Route of administration:
oral: gavage
Vehicle:
arachis oil
Details on oral exposure:
VEHICLE
- Concentration in vehicle: 5000 mg/kg
- Amount of vehicle (if gavage): Data not reported
- Justification for choice of vehicle: Data not reported
- Lot/batch no. (if required): Data not reported
- Purity: Data not reported

MAXIMUM DOSE VOLUME APPLIED: 10 mL/kg
Doses:
5000 mg/kg
No. of animals per sex per dose:
5/sex/dose
Control animals:
not specified
Details on study design:
- Duration of observation period following administration: 14 days
- Frequency of observations and weighing: Animals were observed for mortality and overt signs of toxicity at 1, 2.5, and 4 hours after dosing and daily thereafter until study termination on day 14.
- Necropsy of survivors performed: Yes
- Other examinations performed: Clinical signs, body weight, and histopathology
Statistics:
Details regarding statistical analysis, if performed, is not provided in the report

Results and discussion

Effect levels
Sex:
male/female
Dose descriptor:
LD50
Effect level:
> 5 000 mg/kg bw
Mortality:
None of the animals died during the course of the study.
Clinical signs:
other: Clinical observations included hunched posture and pilo-erection in males.
Gross pathology:
No abnormalities were noted during necropsy.

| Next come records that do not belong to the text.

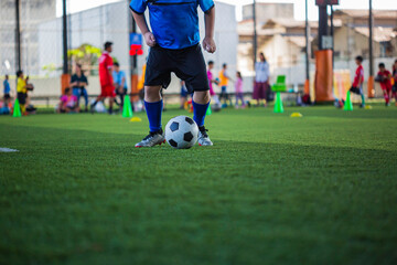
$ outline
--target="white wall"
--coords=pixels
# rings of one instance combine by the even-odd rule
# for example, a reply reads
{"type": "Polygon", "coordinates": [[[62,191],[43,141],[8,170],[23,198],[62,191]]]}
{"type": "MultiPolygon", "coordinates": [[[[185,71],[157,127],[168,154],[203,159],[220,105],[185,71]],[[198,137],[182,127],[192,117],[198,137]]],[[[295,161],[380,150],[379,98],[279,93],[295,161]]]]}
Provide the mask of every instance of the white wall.
{"type": "MultiPolygon", "coordinates": [[[[200,10],[200,9],[198,9],[200,10]]],[[[237,21],[235,18],[235,7],[222,2],[216,2],[215,41],[217,52],[208,54],[204,52],[205,61],[213,60],[216,63],[214,74],[217,75],[223,63],[229,65],[229,73],[234,75],[237,65],[237,21]]],[[[74,13],[69,19],[69,42],[71,47],[75,49],[84,43],[103,47],[105,41],[114,42],[112,56],[120,62],[121,68],[129,76],[129,33],[128,20],[130,11],[126,1],[116,2],[74,13]],[[101,31],[104,29],[105,31],[101,31]]],[[[204,13],[200,10],[201,38],[204,38],[204,13]]],[[[138,57],[138,74],[148,55],[148,46],[144,45],[144,55],[138,57]]],[[[58,77],[62,72],[62,21],[55,19],[46,21],[39,26],[39,61],[40,65],[54,63],[58,71],[52,73],[50,77],[58,77]]],[[[44,76],[45,71],[41,71],[44,76]]],[[[129,77],[128,77],[129,78],[129,77]]],[[[173,77],[175,78],[175,77],[173,77]]],[[[40,81],[41,82],[41,81],[40,81]]],[[[60,82],[57,82],[60,83],[60,82]]],[[[46,85],[47,95],[57,95],[61,91],[60,84],[46,85]]],[[[129,84],[129,82],[128,82],[129,84]]],[[[93,83],[94,85],[94,83],[93,83]]],[[[97,89],[97,88],[95,88],[97,89]]],[[[176,93],[180,91],[178,80],[173,80],[165,93],[176,93]]]]}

Any other information on results incl. tables

None of the animals died during the course of the study. Clinical observations included hunched posture and pilo-erection in males. All animals exhibited normal body weight gain during the course of the study and no abnormalities were noted during necropsy.

Applicant's summary and conclusion

Interpretation of results:
Toxicity Category V
Remarks:
Migrated information Criteria used for interpretation of results: EU
Conclusions:
The acute oral LD50 for C24-C30 alkenes, branched and linear, in arachis oil BP in Sprague- Dawley rats is >5000 mg/kg.
Executive summary:

In an acute oral toxicity study, a range finding study was conducted to establish a dosing regimen for the main toxicity test. One male and one female Sprague-Dawley (Crl:CD®BR) rat were exposed to 5000 mg/kg of C24-30 Alkenes, branched and linear, via oral gavage using a metal cannula attached to a graduated syringe. Since both animals survived and no overt signs of toxicity were noted during the 14 day post dosing period, this dose was selected for the main study.

 

In the main acute toxicity study, five male and five female rats were treated with 5000 mg/kg of the test material via gavage. The animals were observed for mortality or overt signs of toxicity 1, 2.5, and 4 hours after dosing and once daily thereafter for 14 days until study termination. At study termination, the animals were sacrificed and necropsies were performed.

 

 

None of the animals died during the course of the study. Clinical observations included hunched posture and pilo-erection in males. All animals exhibited normal body weight gain during the course of the study and no abnormalities were noted during necropsy. Based on these results, the authors concluded that the acute oral LD50 for C24-C30 alkenes, branched and linear, in arachis oil BP in Sprague- Dawley rats is >5000 mg/kg.

 

This study received a Klimisch score of 1 and is classified as “reliable without restrictions” because it appears to adhere to OECD 420 guidelines, which was adopted to be a replacement for the first conventional acute toxicity test described in the OECD 401 test guideline. The study was also considered to be GLP compliant.